Un domingo, la sanción de una falta máxima injustificada contra el Recreativo provocó tal alboroto que la gente se lanzó en tromba en el campo. Los escasos guardas de seguridad del campo no pudieron hacer nada para evitar que una riada de gente invadiera el campo. El hijo, llevando la urna por el brazo, se vio también arrastrado contra su voluntad, con tan mala fortuna que, nada más llegar al césped, un codazo inoportuno echó el utensilio funerario a tierra. Del golpe se abrió, y las cenizas, en un santiamén, se esparcieron por todas partes.

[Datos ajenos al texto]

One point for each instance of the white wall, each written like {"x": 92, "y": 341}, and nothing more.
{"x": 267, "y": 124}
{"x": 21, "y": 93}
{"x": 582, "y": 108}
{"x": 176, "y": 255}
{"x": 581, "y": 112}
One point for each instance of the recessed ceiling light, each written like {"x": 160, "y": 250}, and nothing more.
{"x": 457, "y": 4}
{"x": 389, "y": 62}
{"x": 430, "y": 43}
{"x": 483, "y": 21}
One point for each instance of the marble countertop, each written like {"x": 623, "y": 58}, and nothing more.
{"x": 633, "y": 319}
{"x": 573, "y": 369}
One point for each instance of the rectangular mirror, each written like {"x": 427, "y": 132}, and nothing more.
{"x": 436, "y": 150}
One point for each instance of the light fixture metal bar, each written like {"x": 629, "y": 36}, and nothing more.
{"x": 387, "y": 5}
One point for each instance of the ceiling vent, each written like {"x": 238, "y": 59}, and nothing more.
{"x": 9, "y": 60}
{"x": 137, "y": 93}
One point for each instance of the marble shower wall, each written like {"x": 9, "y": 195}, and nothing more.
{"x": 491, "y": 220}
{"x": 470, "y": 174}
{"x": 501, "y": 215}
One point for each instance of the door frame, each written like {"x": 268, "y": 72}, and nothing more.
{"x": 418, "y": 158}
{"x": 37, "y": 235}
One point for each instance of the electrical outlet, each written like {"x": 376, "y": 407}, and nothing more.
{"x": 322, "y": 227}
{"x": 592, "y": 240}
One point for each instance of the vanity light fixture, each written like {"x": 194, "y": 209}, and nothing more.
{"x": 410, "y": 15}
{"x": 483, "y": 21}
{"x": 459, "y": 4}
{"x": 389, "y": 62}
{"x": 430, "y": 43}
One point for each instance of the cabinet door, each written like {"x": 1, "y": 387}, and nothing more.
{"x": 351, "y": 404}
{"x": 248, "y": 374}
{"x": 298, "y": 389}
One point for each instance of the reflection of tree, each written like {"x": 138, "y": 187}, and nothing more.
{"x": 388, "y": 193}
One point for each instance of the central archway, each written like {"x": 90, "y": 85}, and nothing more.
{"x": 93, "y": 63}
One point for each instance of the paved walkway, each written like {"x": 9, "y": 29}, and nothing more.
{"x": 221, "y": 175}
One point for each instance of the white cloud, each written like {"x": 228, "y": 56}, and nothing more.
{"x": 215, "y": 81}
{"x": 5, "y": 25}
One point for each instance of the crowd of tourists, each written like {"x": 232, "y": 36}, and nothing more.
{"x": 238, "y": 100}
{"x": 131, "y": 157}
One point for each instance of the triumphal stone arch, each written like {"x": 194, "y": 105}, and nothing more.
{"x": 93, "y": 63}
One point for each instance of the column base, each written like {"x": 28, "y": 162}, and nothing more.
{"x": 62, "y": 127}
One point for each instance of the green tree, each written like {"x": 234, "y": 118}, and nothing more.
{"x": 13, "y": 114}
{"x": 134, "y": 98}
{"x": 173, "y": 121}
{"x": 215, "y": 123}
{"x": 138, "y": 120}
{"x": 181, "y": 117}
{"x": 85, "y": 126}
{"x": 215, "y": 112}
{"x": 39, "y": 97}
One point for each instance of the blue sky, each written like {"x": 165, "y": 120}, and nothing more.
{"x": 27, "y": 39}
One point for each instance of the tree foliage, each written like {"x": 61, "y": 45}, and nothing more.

El hijo miró desconsoladamente la urna vacía. Por un instante pensó en recoger las cenizas, pero pronto se dio cuenta de que eso era una tarea inútil: aquel día hacía viento, y las cenizas habían volado de tal manera que solo podría recoger a duras penas la décima parte. La evidencia lo dejó como insomne. Si lo hiciera, sería luego como llevar el brazo del padre al estadio, o únicamente una pierna. En fin, una irreverencia.
Desconsolado, volvió a casa. Casi entre llantos, se lo confesó a su mujer. Ésta, que había sido testigo silencioso de la absurda fidelidad de su marido hacia su padre difunto, que nunca se había atrevido a decirle que cada día que iba al estadio con la maldita urna solo hacía el ridículo, que incluso había tenido que soportar como alguna amiga se había reído de ella misma a sus espaldas, lo miró con ojos muy serios y le dijo:
-Bien, no te quejes, porque ahora tu padre ya tiene motivos para ser completamente feliz. Sabes que toda la vida lo han estado pisando, que ha sido un infeliz. Ahora, debido al incidente, y para no cambiar la rutina, seguirán pisándolo después de muerto.
-Sí, pero… -insinuó él.
-Calla -lo cortó con resolución la mujer-. Tu padre solo era feliz en el estadio. No paraba de decir que el Recreativo era su amor, y el estadio el único lugar donde se sentía respetado. Ahora que se encuentra esparcido por su césped, ¿cabrá mayor gozo para él que soportar los pies de los únicos que ha estimado en vida, y precisamente en el lugar donde más ha disfrutado?